It also seems likely that cytoskeletal disorganization more broadly contributes to the ARSACS mitochondrial phenotype. Loss of sacsin results in the accumulation of non-phosphorylated neurofilaments in vulnerable neuronal populations in SACS-/- mouse and ARSACS patient brain (4). Given that intermediate filaments, actin microfilaments and microtubules form an interlinked cytoskeletal network, it is likely that disruption of neurofilament organization would impact directly on the distribution of mitochondria and plausibly influence Drp1 dynamics. Interestingly, connections between Drp1 mitochondrial association and cytoskeletal abnormalities have been established in animal models of Alzheimer’s disease and related tauopathies. Specifically, mitochondrial elongation as a consequence of Drp1 mislocalization has been reported in Drosophila and mouse neurons expressing human tau, with evidence that this is by a mechanism where phosphorylated tau excessively stabilizes actin, inhibiting F-actin and myosin-dependent translocation of Drp1 and mitochondria, with this contributing to mitochondrial dysfunction and cell death (28).

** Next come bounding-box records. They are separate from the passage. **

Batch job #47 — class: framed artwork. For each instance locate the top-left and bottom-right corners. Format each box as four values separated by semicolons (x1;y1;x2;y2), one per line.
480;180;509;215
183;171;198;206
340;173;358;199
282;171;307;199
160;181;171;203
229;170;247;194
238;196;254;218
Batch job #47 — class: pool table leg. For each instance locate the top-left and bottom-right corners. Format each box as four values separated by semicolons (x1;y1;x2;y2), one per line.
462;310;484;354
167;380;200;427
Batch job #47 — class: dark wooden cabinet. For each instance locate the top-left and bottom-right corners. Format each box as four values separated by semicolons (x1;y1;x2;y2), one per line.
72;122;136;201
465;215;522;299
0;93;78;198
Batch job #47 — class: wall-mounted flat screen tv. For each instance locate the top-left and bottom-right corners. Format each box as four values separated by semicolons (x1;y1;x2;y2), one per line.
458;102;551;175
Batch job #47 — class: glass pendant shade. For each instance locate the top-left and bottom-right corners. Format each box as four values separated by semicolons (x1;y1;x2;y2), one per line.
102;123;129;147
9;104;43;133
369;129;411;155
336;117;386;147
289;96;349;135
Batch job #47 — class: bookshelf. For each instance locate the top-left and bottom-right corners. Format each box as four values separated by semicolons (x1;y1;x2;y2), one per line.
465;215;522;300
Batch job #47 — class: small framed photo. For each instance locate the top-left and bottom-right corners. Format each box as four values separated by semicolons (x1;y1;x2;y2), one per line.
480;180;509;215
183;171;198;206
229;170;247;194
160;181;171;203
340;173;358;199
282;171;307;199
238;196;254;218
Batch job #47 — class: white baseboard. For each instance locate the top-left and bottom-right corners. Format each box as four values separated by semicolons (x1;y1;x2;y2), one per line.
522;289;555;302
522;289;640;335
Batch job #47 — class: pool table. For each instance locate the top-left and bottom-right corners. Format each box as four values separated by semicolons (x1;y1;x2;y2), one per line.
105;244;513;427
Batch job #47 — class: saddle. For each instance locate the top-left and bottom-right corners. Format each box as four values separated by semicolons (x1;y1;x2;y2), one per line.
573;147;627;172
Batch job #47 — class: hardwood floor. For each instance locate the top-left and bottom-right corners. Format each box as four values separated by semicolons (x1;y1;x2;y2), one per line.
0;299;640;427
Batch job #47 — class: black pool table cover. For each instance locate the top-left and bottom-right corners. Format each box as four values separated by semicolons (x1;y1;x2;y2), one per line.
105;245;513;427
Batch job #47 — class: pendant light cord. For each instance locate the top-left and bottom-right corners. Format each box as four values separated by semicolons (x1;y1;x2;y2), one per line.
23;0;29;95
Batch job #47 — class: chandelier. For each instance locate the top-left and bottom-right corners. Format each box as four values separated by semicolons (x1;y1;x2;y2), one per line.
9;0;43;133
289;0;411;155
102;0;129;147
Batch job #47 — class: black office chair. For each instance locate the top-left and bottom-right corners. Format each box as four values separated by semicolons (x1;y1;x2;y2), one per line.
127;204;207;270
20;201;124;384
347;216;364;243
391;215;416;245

It is interesting that patient HDFs have detectable cellular phenotypes, yet ARSACS is purely a neurodegenerative disease. This supports the hypothesis that abnormal mitochondrial dynamics and function is particularly detrimental to neurons. Explanations of why neurons are highly sensitive to perturbations in mitochondrial dynamics include that they have energy requirements away from the cell body and must be able to traffic mitochondria relatively long distances (12). For ARSACS, impaired traffic is supported by the observation that mitochondrial motility was significantly reduced in axons of SACS−/− mouse motor neurons (4). Clues to potential mechanisms of Purkinje cell death, in response to impaired fission, come from studies using mouse postmitotic Purkinje cells depleted for Drp1. In these cells, elongated mitochondria ultimately become swollen due to oxidative damage, losing respiratory function and accumulating markers of degradation. Moreover, treatment with antioxidants was shown to be neuroprotective (29). In addition to neurons being particularly vulnerable to aberrant mitochondrial dynamics, they are reported to have very limited glycolysis (30). Relative to some other cell types, this makes neurons more highly dependent on aerobic oxidative phosphorylation, which our microarray and bioenergetics data indicate is impaired when sacsin function is lost.

Ultimately, it will be important to analyze the degree of mitochondrial dysfunction associated with ARSACS in neurons. It is encouraging that ARSACS HDFs have robust and quantifiable mitochondrial phenotypes, as this suggests that induced pluripotent stem cell iPSC-derived neurons generated from fibroblasts will be a useful and more disease relevant model.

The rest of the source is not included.